Added Israel González-Nieri, the event’s music director: “We want to bring a little piece of our home to the audience.”

(Photo courtesy of The Church of Jesus Christ of Latter-day Saints) Dancers in “Luz de las Naciones: A Home for All” (“Light of the Nations”) practice choreography in the Conference Center in Salt Lake City. This year, the annual program focused on family, cultures and stories from Latin America.

Temple updates

(Photo courtesy of The Church of Jesus Christ of Latter-day Saints) The iconic, white-plastered St. George Temple rises in southwestern Utah city of St. George, where a second Latter-day Saint temple will be built.
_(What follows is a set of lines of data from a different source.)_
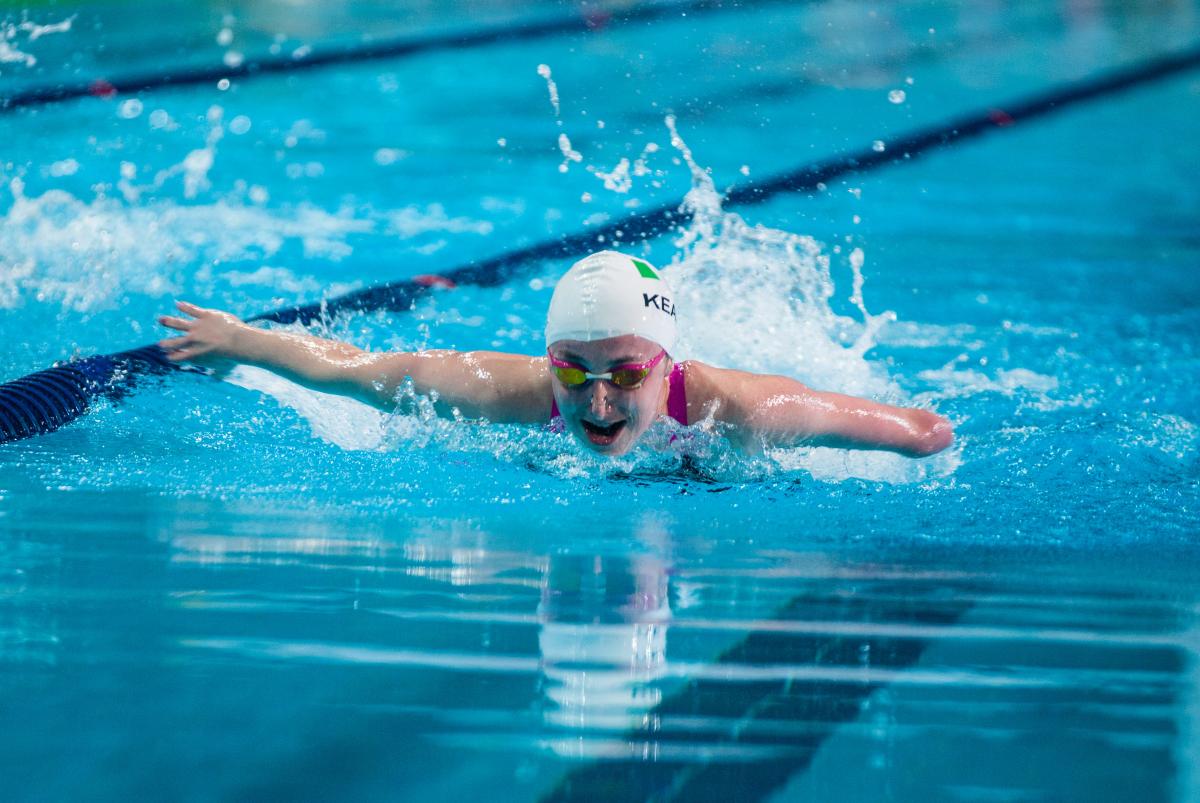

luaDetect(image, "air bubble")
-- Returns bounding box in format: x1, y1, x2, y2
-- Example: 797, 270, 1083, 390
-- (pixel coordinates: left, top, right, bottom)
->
116, 97, 142, 120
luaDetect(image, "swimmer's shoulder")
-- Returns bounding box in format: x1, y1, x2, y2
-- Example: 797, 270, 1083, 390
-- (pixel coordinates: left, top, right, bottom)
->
679, 360, 749, 424
473, 352, 553, 424
679, 360, 803, 424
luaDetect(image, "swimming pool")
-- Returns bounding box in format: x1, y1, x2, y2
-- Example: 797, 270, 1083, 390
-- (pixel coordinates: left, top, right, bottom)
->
0, 2, 1200, 801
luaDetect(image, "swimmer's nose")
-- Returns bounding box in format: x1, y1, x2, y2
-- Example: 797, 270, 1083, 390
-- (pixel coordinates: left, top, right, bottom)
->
592, 382, 612, 421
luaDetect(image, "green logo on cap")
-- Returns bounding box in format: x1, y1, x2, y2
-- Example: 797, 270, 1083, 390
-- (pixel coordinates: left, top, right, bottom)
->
630, 259, 659, 278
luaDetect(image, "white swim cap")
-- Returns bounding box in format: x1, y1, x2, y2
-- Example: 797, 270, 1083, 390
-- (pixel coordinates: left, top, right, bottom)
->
546, 251, 676, 354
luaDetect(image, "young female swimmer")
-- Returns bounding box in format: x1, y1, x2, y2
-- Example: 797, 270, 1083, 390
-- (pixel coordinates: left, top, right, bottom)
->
158, 251, 954, 457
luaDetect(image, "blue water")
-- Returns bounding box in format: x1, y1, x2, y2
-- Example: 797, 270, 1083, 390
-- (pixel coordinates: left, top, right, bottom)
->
0, 2, 1200, 801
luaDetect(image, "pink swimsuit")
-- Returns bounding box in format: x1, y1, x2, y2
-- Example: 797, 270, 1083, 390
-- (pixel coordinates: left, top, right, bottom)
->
550, 362, 688, 429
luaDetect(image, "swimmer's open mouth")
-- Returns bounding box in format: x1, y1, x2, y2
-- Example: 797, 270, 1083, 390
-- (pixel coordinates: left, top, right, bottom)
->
582, 421, 625, 445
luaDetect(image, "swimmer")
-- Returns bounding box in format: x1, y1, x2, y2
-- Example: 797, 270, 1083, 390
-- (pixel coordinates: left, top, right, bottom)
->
158, 251, 954, 457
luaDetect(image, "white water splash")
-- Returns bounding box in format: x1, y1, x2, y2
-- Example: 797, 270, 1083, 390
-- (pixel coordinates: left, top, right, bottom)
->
558, 133, 583, 173
538, 64, 562, 115
0, 16, 74, 67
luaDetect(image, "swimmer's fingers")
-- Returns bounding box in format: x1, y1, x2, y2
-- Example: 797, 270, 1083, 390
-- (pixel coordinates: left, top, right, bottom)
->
158, 314, 192, 331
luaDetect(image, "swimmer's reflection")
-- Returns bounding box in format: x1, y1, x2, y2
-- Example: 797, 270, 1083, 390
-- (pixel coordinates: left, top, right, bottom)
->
538, 556, 671, 757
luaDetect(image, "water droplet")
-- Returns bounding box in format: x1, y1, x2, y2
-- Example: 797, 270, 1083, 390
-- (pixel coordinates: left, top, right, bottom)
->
116, 97, 142, 120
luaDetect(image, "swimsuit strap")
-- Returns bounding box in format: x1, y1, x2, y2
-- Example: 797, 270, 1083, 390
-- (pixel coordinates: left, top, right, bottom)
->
550, 362, 688, 426
667, 362, 688, 426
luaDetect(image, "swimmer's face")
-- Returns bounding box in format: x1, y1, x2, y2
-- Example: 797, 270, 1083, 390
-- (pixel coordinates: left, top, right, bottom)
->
550, 335, 671, 456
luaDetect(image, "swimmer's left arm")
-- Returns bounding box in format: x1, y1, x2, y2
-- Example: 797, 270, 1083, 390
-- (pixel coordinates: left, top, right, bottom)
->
689, 366, 954, 457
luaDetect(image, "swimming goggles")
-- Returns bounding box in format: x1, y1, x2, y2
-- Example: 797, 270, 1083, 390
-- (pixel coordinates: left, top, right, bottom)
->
546, 348, 667, 390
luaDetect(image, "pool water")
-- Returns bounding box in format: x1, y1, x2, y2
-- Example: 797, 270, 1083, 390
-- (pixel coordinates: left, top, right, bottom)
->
0, 0, 1200, 801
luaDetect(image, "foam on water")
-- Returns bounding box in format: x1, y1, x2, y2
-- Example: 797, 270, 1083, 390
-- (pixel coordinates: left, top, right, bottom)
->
0, 17, 74, 76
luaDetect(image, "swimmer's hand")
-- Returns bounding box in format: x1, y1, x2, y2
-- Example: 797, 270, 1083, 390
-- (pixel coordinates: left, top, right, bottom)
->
158, 301, 250, 371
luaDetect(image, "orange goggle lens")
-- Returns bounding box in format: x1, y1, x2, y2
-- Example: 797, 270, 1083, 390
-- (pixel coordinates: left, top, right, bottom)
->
553, 365, 650, 389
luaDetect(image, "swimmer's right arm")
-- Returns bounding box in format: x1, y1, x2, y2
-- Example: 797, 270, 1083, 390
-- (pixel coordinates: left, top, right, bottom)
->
158, 301, 551, 424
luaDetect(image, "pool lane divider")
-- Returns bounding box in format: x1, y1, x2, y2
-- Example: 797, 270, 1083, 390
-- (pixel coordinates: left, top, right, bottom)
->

In a few years, St. George will have two Latter-day Saint temples. For now, though, the southern Utah city has none.

• The city’s 1877 edifice, the faith’s first temple in the Beehive State, closed this week to undergo extensive renovation.

“This is one of the beautiful, premier temples in the church,” Brent Roberts, managing director of the church’s special projects department, said earlier this year in a news release. “ … However, the building has worn out over time, and it is once again time for us to refresh and strengthen this historic structure for future generations to enjoy.”

The three-year overhaul will include “limited seismic upgrades” to the iconic white-plastered temple, with steel being added to the structure’s original wood trusses, along with installation of new heating and cooling systems, and partial demolition and rebuilding of the temple annex.

The structure is the first of four Utah pioneer-era temples that will shut down to undergo extensive renovations.

In April, the church detailed plans to strengthen the landmark Salt Lake Temple against earthquakes, a project that will begin Dec. 29 and is expected to take four years.

Two other historic Utah temples, in Logan and Manti, also will be renovated.

• St. George’s new Washington County Temple — announced a year ago by President Russell M. Nelson — will go up on a 14-acre site “northeast of 3000 East 1580 South,” according to a news release this week.

Exterior and interior renderings are not yet available, but plans call for a three-story, 88,000-square-foot temple.

With temples also planned in Saratoga Springs, Orem, Taylorsville, Tooele Valley and Layton, Utah will be home to 23 temples.

• In South America, Paraguay is once again home to a dedicated Latter-day Saint temple.

Apostle D. Todd Christofferson rededicated the renovated Asunción Temple on Sunday.

“I’m convinced that a temple in any place, in any country is a blessing and is a source of continuing blessing not only to the Latter-day Saints but to all the people of the nation . . . where a temple is established,” Christofferson said in a news release. “It blesses the lives of the Latter-day Saints directly, of course, but it also is a spiritual fortification that brings the Lord’s spirit and presence into a place and benefits directly and indirectly everyone.”

Quote of the week

(Photo courtesy of The Church of Jesus Christ of Latter-day Saints) Elder Alan R. Walker of the Central America Area presidency speaks in a live broadcast across the Central America Area in October. He encourages civility while defending religious freedom.

“Be respectful of the law, be kind citizens and follow the teachings of Jesus Christ — always being firm in your beliefs. But be loving of all others and respect freedom of religion and belief.”

Alan R. Walker, general authority Seventy.